Re: Setting visibility map in VACUUM's second phase

From: Tom Lane <tgl(at)sss(dot)pgh(dot)pa(dot)us>
To: Pavan Deolasee <pavan(dot)deolasee(at)gmail(dot)com>
Cc: pgsql-hackers <pgsql-hackers(at)postgresql(dot)org>
Subject: Re: Setting visibility map in VACUUM's second phase
Date: 2012-12-06 18:01:33
Message-ID: 6230.1354816893@sss.pgh.pa.us
Views: Raw Message | Whole Thread | Download mbox | Resend email
Thread:
Lists: pgsql-hackers

Pavan Deolasee <pavan(dot)deolasee(at)gmail(dot)com> writes:
> So the idea that the patch implements is this. When we scan pages in
> the first phase of vacuum, if we find a page that has all-visible
> tuples but also has one or more dead tuples that we know the second
> phase of vacuum will remove, we mark such page with a special flag
> called PD_ALL_VISIBLE_OR_DEAD (I'm not married to the name, so feel
> free to suggest a better name). What this flag tells the second phase
> of vacuum is to mark the page all-visible and set the VM bit unless
> some intermediate action on the page again inserts a not-all-visible
> tuple. If such an action happens, the PD_ALL_VISIBLE_OR_DEAD flag will
> be cleared by that backend and the second phase of vacuum will not set
> all-visible flag and VM bit.

This seems overly complicated, as well as a poor use of a precious page
header flag bit. Why not just recheck all-visibility status after
performing the deletions? Keep in mind that even if there were some
not-all-visible tuples when we were on the page the first time, they
might have become all-visible by the time we return. So this is going
out of its way to produce a less-than-optimal result.

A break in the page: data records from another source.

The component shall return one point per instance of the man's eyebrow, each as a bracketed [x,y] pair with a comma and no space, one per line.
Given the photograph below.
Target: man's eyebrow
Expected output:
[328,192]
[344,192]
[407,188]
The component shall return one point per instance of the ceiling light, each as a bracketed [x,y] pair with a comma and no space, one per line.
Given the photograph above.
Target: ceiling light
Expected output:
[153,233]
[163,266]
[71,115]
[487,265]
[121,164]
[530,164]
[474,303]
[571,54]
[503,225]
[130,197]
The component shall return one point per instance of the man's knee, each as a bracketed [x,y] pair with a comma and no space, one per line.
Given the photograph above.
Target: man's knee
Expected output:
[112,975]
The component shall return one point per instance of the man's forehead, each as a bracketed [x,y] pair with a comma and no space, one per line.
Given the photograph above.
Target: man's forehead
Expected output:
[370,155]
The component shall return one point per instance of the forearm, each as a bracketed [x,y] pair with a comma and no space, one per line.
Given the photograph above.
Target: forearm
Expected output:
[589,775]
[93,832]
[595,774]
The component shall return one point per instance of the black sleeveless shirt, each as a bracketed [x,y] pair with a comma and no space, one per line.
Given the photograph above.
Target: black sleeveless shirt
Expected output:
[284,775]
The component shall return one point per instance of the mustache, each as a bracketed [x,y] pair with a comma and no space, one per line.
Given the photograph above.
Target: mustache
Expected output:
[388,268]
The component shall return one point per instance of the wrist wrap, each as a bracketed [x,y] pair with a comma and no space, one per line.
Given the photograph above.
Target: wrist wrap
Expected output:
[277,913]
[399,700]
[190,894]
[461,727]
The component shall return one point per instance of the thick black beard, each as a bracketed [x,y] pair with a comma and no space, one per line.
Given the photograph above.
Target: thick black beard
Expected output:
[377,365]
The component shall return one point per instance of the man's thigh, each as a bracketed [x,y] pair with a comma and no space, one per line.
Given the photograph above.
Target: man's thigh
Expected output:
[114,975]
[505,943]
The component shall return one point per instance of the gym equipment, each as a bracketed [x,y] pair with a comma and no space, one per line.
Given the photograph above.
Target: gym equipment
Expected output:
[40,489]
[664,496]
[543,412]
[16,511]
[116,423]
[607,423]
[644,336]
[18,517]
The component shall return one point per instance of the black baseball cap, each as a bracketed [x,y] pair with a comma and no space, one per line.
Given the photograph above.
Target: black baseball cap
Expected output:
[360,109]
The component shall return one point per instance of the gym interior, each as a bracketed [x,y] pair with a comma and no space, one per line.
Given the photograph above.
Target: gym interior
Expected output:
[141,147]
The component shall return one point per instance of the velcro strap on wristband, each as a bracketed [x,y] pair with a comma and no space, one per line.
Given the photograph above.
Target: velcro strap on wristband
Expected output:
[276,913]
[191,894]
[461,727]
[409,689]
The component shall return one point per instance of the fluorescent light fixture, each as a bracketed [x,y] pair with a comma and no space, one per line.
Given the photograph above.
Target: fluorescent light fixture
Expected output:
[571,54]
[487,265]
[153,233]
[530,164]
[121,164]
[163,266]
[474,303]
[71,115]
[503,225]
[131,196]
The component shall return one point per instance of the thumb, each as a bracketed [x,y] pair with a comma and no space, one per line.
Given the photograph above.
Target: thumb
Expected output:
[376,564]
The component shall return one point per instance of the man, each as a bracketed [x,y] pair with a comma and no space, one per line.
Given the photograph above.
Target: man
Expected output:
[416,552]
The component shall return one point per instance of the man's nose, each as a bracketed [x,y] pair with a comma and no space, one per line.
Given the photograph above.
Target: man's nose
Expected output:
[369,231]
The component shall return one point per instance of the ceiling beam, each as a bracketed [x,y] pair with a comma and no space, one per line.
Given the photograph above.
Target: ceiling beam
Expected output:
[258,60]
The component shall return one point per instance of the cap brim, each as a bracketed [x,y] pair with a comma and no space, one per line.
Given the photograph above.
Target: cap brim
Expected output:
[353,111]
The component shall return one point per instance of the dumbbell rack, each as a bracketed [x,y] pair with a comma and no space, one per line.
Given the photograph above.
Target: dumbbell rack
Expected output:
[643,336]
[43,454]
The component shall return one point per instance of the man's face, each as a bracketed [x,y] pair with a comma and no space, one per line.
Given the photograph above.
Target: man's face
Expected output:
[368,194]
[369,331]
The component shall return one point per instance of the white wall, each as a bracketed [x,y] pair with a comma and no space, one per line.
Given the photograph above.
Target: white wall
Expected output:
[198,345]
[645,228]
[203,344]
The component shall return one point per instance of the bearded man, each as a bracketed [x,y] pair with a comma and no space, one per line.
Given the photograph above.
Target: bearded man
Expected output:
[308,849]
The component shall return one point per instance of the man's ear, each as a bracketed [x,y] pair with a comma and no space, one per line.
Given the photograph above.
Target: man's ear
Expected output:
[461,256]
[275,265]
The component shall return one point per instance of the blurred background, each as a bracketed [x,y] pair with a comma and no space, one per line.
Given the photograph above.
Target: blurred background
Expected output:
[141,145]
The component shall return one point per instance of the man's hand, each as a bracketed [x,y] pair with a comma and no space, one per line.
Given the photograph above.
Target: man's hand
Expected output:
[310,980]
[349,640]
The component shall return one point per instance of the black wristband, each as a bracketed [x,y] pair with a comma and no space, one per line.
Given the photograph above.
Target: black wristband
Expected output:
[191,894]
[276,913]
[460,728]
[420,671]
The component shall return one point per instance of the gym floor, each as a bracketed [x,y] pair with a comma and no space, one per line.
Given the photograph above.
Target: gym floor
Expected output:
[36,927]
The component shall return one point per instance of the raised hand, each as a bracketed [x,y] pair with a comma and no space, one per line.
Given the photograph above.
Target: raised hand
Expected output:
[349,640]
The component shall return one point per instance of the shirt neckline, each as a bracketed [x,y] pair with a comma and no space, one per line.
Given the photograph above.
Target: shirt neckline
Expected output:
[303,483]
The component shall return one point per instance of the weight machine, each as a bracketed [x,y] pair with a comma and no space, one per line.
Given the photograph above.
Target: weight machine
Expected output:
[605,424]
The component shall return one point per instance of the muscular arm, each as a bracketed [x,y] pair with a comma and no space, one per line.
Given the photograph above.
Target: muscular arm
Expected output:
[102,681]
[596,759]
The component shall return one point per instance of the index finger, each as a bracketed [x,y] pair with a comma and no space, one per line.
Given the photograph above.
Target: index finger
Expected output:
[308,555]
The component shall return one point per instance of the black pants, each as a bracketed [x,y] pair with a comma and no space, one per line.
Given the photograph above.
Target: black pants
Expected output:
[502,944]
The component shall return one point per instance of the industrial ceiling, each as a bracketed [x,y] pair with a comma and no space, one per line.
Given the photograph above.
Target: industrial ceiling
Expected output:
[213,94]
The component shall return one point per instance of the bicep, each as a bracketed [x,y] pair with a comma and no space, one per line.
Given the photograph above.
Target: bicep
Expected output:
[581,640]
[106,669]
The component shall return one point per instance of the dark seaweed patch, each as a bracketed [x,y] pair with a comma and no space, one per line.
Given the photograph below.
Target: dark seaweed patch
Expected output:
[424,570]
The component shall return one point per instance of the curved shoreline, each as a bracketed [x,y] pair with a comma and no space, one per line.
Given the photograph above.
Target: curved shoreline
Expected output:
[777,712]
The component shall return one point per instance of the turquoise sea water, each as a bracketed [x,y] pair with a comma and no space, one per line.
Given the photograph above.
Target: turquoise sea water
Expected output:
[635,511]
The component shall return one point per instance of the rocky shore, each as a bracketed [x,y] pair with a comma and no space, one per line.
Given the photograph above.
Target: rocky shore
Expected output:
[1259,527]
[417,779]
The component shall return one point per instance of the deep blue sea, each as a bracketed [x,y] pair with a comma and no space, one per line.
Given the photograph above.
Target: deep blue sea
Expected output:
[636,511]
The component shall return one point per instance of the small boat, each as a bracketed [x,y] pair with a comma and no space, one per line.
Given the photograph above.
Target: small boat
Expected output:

> The patch itself is quite small and works as intended. One thing that
> demanded special handling is the fact that visibilitymap_set()
> requires a cutoff xid to tell the Hot Standby to resolve conflicts
> appropriately. We could have scanned the page again during the second
> phase to compute the cutoff xid, but I thought we can overload the
> pd_prune_xid field in the page header to store this information which
> is already computed in the first phase.

And this is *far* too cute. The use of that field is complicated enough
already without having its meaning vary depending on randomly-designed
flag bits. And it's by no means obvious that using a by-now-old value
when we return to the page is a good idea anyway (or even correct).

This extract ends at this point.